I just realized that supply and demand are really important for investing, but most people tend to overlook this. Whether it's the stock market, oil, gold, or even digital assets, all prices depend on this fundamental concept.



Simply put, demand is the desire to buy, while supply is the desire to sell. When prices drop, people want to buy more, but sellers will reduce the amount they sell because as prices fall, the real value in our wallets increases, allowing us to buy more. This is called the income effect. There’s also the substitution effect, where when prices decrease, we compare with other goods and choose to buy this instead.

Conversely, when prices rise, sellers want to sell more, but buyers will reduce their purchase volume. Both sides have conflicting desires, and importantly, prices are not set by demand or supply alone but at the equilibrium point, where the demand and supply curves intersect.

If prices move up from the equilibrium point, sellers will produce and sell more, but buyers will buy less, leading to excess supply, which pressures prices to fall back down. Conversely, if prices fall below the equilibrium, buyers want to buy more, but sellers reduce their supply, causing shortages and pushing prices back up to the equilibrium point. This is how markets operate, indicating a fair price.

Talking about actual investing, factors affecting demand in financial markets include economic growth, interest rates, and liquidity in the system. When interest rates are low, investors seek higher returns in the stock market. Investor confidence also plays a major role because when people have a positive outlook, they are willing to buy more.

As for supply, it depends on company policies such as share buybacks or capital increases, new listings, and legal regulations. Sometimes climate or natural disasters also impact supply, as do tax policies and access to funding.

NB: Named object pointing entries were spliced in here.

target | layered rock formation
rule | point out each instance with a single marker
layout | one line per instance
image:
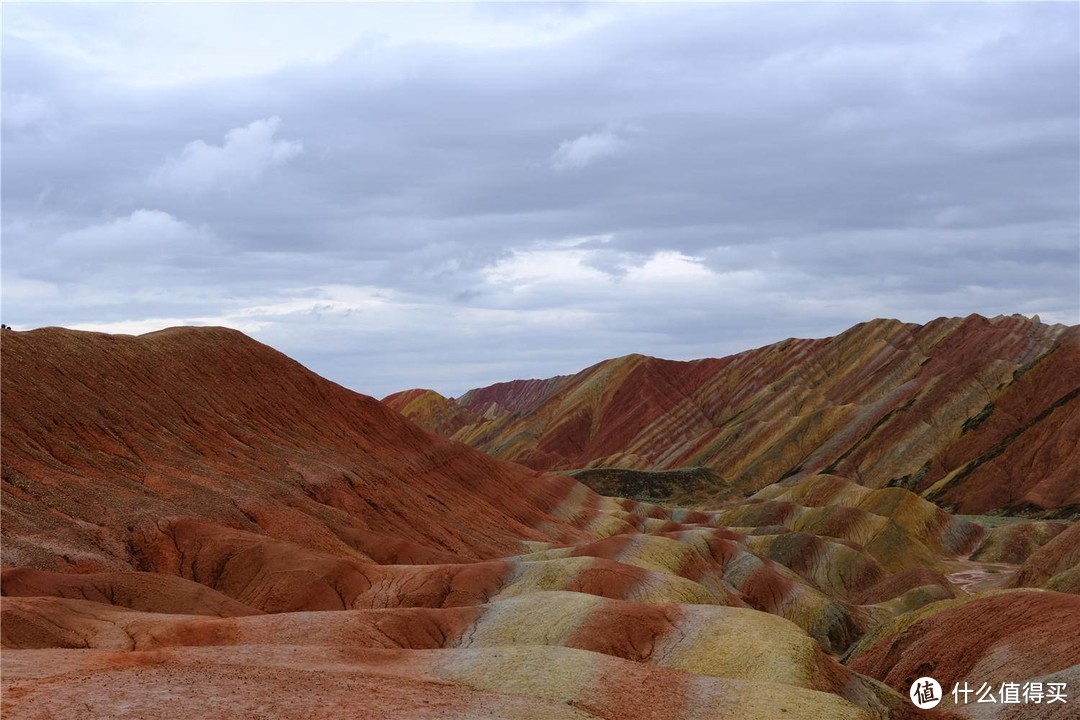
(973, 413)
(196, 526)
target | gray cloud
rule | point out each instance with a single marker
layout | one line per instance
(451, 195)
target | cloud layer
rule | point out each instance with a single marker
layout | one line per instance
(396, 204)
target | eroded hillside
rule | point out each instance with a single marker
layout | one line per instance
(975, 415)
(196, 526)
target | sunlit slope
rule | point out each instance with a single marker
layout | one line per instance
(974, 413)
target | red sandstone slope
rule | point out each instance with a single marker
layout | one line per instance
(104, 436)
(240, 538)
(974, 413)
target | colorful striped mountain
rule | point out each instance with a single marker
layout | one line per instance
(976, 415)
(196, 526)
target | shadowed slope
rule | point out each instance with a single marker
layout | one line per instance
(228, 522)
(103, 433)
(973, 413)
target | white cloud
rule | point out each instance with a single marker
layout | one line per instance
(245, 154)
(542, 267)
(24, 111)
(670, 267)
(585, 150)
(143, 232)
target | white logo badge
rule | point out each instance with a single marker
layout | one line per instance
(926, 693)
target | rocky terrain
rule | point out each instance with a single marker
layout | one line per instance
(196, 526)
(975, 415)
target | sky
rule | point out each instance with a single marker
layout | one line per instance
(449, 195)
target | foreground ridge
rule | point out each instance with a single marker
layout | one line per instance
(190, 515)
(977, 415)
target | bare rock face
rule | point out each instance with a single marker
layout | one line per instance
(196, 526)
(974, 413)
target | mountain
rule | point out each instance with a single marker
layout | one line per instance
(977, 415)
(196, 526)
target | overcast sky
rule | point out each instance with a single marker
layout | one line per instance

A clear example is when the Strait of Hormuz is closed, about 20% of the world’s crude oil disappears from the market. This is a true supply shock—supply drops sharply, but energy demand remains. The result is a rapid increase in oil prices due to shortages.

For fundamental analysis, stock prices move according to supply and demand forces. When stock prices fall, it indicates strong selling or supply. Conversely, when prices rise, it shows strong buying or demand. But importantly, genuine demand comes from expectations of company performance and growth, not just the stock price itself.

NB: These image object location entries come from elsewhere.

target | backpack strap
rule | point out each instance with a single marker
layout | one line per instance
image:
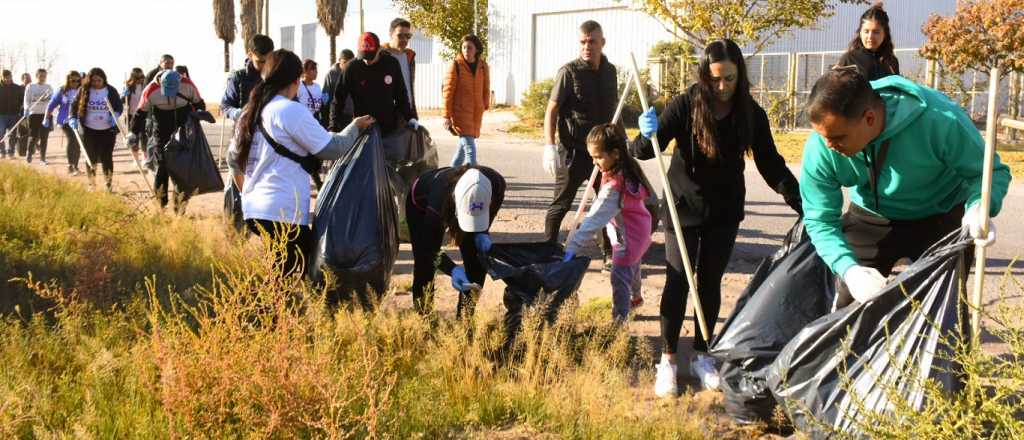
(308, 163)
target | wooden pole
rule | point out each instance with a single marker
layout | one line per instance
(986, 199)
(671, 202)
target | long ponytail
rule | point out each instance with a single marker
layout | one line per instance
(284, 69)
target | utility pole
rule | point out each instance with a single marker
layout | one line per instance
(361, 28)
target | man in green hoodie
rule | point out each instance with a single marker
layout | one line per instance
(912, 161)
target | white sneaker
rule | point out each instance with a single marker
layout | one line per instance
(665, 380)
(704, 368)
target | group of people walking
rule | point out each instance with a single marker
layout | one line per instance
(910, 158)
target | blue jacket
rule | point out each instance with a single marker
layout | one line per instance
(240, 84)
(62, 102)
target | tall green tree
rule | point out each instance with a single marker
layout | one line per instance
(757, 23)
(331, 14)
(449, 20)
(223, 25)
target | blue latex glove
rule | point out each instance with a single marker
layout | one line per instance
(647, 123)
(482, 242)
(460, 280)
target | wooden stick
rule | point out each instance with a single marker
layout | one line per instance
(986, 199)
(593, 174)
(671, 202)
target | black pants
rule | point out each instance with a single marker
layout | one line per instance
(298, 239)
(99, 147)
(710, 248)
(38, 136)
(161, 181)
(74, 150)
(426, 248)
(567, 182)
(879, 243)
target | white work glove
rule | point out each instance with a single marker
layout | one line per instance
(552, 160)
(972, 221)
(864, 283)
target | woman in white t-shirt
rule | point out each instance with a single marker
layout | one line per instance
(93, 116)
(274, 186)
(310, 93)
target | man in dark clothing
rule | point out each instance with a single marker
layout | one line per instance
(242, 82)
(585, 94)
(10, 111)
(374, 82)
(332, 80)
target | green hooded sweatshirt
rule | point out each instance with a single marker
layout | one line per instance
(934, 164)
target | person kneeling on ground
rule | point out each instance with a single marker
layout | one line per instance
(620, 209)
(276, 136)
(464, 202)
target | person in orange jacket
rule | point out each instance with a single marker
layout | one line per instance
(466, 93)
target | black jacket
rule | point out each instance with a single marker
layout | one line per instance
(240, 84)
(869, 63)
(377, 89)
(710, 190)
(11, 96)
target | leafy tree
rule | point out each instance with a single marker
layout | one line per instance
(747, 22)
(982, 35)
(331, 14)
(449, 20)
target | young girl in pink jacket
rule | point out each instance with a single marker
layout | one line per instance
(620, 209)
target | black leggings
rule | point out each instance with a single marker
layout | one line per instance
(298, 240)
(710, 248)
(74, 150)
(879, 243)
(99, 147)
(426, 248)
(38, 136)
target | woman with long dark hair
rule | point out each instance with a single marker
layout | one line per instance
(64, 101)
(99, 128)
(871, 48)
(275, 141)
(716, 124)
(462, 202)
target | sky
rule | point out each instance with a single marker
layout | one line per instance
(117, 35)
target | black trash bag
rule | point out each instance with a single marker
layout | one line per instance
(409, 154)
(232, 206)
(189, 162)
(807, 376)
(534, 271)
(355, 225)
(788, 291)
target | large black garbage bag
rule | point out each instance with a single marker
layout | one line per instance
(409, 154)
(355, 224)
(189, 162)
(894, 343)
(787, 291)
(534, 271)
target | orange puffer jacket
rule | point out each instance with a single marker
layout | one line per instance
(466, 95)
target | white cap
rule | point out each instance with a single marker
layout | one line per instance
(472, 202)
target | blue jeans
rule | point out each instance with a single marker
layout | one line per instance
(6, 123)
(465, 152)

If forecasts are positive, buyers are willing to pay higher prices, while sellers hold back, causing prices to rise. If negative news emerges, buyers delay purchases, and sellers are happy to lower prices, causing prices to fall.

In technical analysis, a green candlestick indicates buying pressure wins, with the closing price higher than the opening. A red candlestick indicates selling pressure wins, with the closing price lower than the opening. If it’s a doji, where opening and closing prices are the same, it shows equal strength from both sides.

Trend analysis is also a way to observe supply and demand. If prices keep making new highs, demand remains strong. Conversely, if prices keep making new lows, supply is dominant. If prices move within a range, it indicates both sides have similar strength.

Support and resistance levels also reflect supply and demand. The support level is where buying interest is strong enough that prices are unlikely to fall further and may reverse upward. Resistance is where selling interest is strong enough that prices are unlikely to rise further and may reverse downward.

The Demand Supply Zone technique looks for moments when the market loses balance and tends to oscillate toward a new equilibrium. When large green or red candles appear, prices tend to move rapidly up or down until they find a new balance point where the price slows down.

Demand Zone Drop Base Rally (DBR) occurs from excess supply: prices drop sharply, then consolidate in a range. When buying pressure wins, prices break above the range and turn bullish. Conversely, Supply Zone Rally Base Drop (RBD) results from excess demand: prices rise quickly, then consolidate. When selling pressure wins, prices break below the range and fall sharply.

Trend trading is more common than reversal trading. Demand Zone Rally Base Rally (RBR) occurs from excess demand: prices rise, pause in a range, then continue upward. Supply Zone Drop Base Drop (DBD) results from excess supply: prices fall, pause, then continue downward.

Overall, supply and demand are crucial tools for both economists and investors. They help us understand how prices move. Learning about this isn’t difficult if we study diligently and practice applying it to real market prices. The more we observe how supply and demand work, the better we can understand market movements in depth.